All the action led to a rarity from a CEO in a conference call: Witty offered to “hypothecate.”

“I would hypothecate, Tim, at least to some extent, what we’re seeing at the moment is M&A in the sector – largely driven, I think, for the same analysis we’ve elucidated, which everybody can feel the pressure in the system – people are trying to acquire assets or they’re trying to acquire businesses to give themselves synergy pools or growth opportunities to ready themselves for the threats which are emerging around us,” Witty explained/

“But they’re doing it in, let’s call it, the easy M&A space. So as long as you have a checkbook, you can buy the small companies, you can buy the biotechs, you can buy the midcaps, and you can leverage the cheap money to acquire it.
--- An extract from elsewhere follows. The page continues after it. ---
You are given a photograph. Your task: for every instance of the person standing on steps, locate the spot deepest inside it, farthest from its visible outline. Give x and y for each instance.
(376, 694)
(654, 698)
“What we haven’t seen so far is the big transactions, I think for some reasons I’ve just outlined, which is they have a very high pain threshold, they’re not easy to pull off, and they bring with them a fair amount of risk. So where we net out on all this is, at least for now, we’ve just done one of the biggest transactions, one of the most complicated transactions to pull off. It gives us a tremendous chance to build up global leadership in Vaccine and Consumer without massively distracting our Pharma business, which focus on R&D launches. We think we should be really fixated and focused on that.”